Fund says GDP in Hungary, Slovakia and Czech Republic would fall by up to 6%, with Italy, Germany and Austria also hit hard
A total shutdown of Russian gas supply would reduce GDP in the most vulnerable EU countries by as much as 6% and send them plunging into recession, the International Monetary Fund has warned.
Amid speculation that the Russian president, Vladimir Putin, will keep the Nord Stream 1 pipeline closed when routine annual maintenance ends later this week, the IMF said Europe lacked a comprehensive plan to cope with shortages, further increases in energy prices and the impact on growth.
The Washington-based fund identified Hungary, Slovakia and the Czech Republic as the three EU countries likely to suffer most, but said Italy, Germany and Austria would also suffer significant effects.
“The prospect of an unprecedented total shutoff is fuelling concern about gas shortages, still higher prices, and economic impacts. While policymakers are moving swiftly, they lack a blueprint to manage and minimise impact,” IMF officials said in a blogpost.

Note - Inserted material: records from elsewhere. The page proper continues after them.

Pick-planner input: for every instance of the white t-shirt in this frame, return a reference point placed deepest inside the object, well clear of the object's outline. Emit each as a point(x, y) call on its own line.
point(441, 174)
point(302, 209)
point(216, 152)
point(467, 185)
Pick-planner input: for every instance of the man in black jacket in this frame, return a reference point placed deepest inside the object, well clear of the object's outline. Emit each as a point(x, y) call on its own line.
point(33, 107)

“Our work shows that in some of the most-affected countries in central and eastern Europe, there is a risk of shortages of as much as 40% of gas consumption and of gross domestic product shrinking by up to 6%.
“The impacts, however, could be mitigated by securing alternative supplies and energy sources, easing infrastructure bottlenecks, encouraging energy savings while protecting vulnerable households, and expanding solidarity agreements to share gas across countries.”

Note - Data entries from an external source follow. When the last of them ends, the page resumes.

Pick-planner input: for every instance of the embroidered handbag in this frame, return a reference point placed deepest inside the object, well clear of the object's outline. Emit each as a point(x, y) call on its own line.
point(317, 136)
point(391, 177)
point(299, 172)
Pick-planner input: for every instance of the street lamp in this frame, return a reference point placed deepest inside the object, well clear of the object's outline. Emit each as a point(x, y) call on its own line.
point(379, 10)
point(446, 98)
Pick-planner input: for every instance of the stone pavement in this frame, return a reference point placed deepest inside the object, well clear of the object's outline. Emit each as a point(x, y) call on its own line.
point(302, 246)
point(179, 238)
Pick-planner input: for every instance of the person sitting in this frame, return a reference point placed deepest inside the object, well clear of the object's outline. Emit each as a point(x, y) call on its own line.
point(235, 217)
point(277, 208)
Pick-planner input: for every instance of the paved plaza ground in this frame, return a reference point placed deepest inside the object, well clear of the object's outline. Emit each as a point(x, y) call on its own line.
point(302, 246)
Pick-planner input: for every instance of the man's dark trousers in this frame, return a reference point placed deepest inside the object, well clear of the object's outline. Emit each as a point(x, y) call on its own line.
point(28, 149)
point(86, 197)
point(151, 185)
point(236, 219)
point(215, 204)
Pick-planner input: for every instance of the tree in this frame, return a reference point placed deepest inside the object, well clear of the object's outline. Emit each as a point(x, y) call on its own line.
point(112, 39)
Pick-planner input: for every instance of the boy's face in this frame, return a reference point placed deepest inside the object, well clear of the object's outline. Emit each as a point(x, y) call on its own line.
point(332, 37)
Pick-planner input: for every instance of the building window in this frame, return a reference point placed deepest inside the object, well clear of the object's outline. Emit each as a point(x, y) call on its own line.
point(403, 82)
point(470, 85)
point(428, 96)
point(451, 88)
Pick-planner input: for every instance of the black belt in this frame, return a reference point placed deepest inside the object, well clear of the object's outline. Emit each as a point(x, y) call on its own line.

The IMF said Europe’s energy infrastructure and global supply had coped so far with a 60% drop in Russian gas deliveries since June last year, but underlined the potential costs should the Kremlin respond to western sanctions by “weaponising” energy supplies.
Russia’s invasion of Ukraine has already led the fund to cut its growth forecast for the global economy to 3.6% this year, and it will announce a further downgrade later this month.
Total gas consumption in the first three months of 2022 was down 9% from a year earlier, and alternative supplies were being tapped, particularly liquefied natural gas (LNG) sourced from global markets.
“Our work suggests that a reduction of up to 70% in Russian gas could be managed in the short term by accessing alternative supplies and energy sources and given reduced demand from previously high prices,” the IMF said.
“However, diversification would be much harder in a total shutoff. Bottlenecks could reduce the ability to reroute gas within Europe because of insufficient import capacity or transmission constraints.”
The IMF said in the event of a total shutdown, the EU could suffer a drop in economic output of almost 3% over the next 12 months. Some countries, such as Sweden, Denmark and Greece, would see little or no impact on growth, but Italy, due to its high reliance on gas in electricity production, could suffer a hit of more than 5%.
“The effects on Austria and Germany would be less severe but still significant, depending on the availability of alternative sources and the ability to lower household gas consumption,” the fund said.
The IMF blog said EU governments needed to boost efforts to secure supplies from global LNG markets and alternative sources, tackle infrastructure bottlenecks to import and distribute gas, have a strategy to share supplies in an emergency, encourage energy savings while protecting vulnerable households and prepare “smart” gas rationing programs.